Improved Bounds with a Simple Algorithm for Edge Estimation for Graphs of Unknown Size
Debarshi Chanda
TL;DR
This work tackles the sublinear-time problem of estimating a graph’s average degree $d$ without knowing the graph size $n$ or arboricity $\alpha$. It presents a simple, parameter-oblivious algorithm that uses only Degree and RandEdge queries to obtain a $(1\pm\varepsilon)$-multiplicative estimate of $d$, achieving $\widetilde{O}\left(\frac{\alpha}{\varepsilon^{2}d}\right)$ Degree queries and $\widetilde{O}\left(\frac{1}{\varepsilon^{2}}\right)$ RandEdge queries in expectation, improving prior bounds. The paper also proves lower bounds across multiple query models, showing that any algorithm must incur at least $\Omega\left(\min\left(d, \frac{\alpha}{d}\right)\right)$ queries under Degree, Neighbour, RandEdge (and extensions with Pair or FullNbr), thereby tightly characterizing the complexity landscape for edge estimation with unknown graph size. The results demonstrate that substantial improvements can be achieved by exploiting graph structure (arboricity) rather than relying on additional access to Neighbour or FullNbr queries, and they address open questions raised by prior work, with practical implications for simple, scalable graph analysis in unknown-size settings.
Abstract
We propose a randomized algorithm with query access that given a graph $G$ with arboricity $α$, and average degree $d$, makes $\widetilde{O}\left(\fracα{\varepsilon^2d}\right)$ \texttt{Degree} and $\widetilde{O}\left(\frac{1}{\varepsilon^2}\right)$ \texttt{Random Edge} queries to obtain an estimate $\widehat{d}$ satisfying $\widehat{d} \in (1\pm\varepsilon)d$. This improves the $\widetilde{O}_{\varepsilon,\log n}\left(\sqrt{\frac{n}{d}}\right)$ query algorithm of [Beretta et al., SODA 2026] that has access to \texttt{Degree}, \texttt{Neighbour}, and \texttt{Random Edge} queries.

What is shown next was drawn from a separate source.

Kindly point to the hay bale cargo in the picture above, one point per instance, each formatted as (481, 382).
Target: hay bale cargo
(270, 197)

Our algorithm does not require any graph parameter as input, not even the size of the vertex set, and attains both simplicity and practicality through a new estimation technique. We complement our upper bounds with a lower bound that shows for all valid $n,d$, and $α$, any algorithm that has access to \texttt{Degree}, \texttt{Neighbour}, and \texttt{Random Edge} queries, must make at least $Ω\left(\min\left(d,\fracα{d}\right)\right)$ queries to obtain a $(1\pm\varepsilon)$-multiplicative estimate of $d$, even with the knowledge of $n$ and $α$. We also show that even with \texttt{Pair} and \texttt{FullNbr} queries, an algorithm must make $Ω\left(\min\left(d,\fracα{d}\right)\right)$ queries to obtain a $(1\pm\varepsilon)$-multiplicative estimate of $d$. Our work addresses both the questions raised by the work of [Beretta et al., SODA 2026].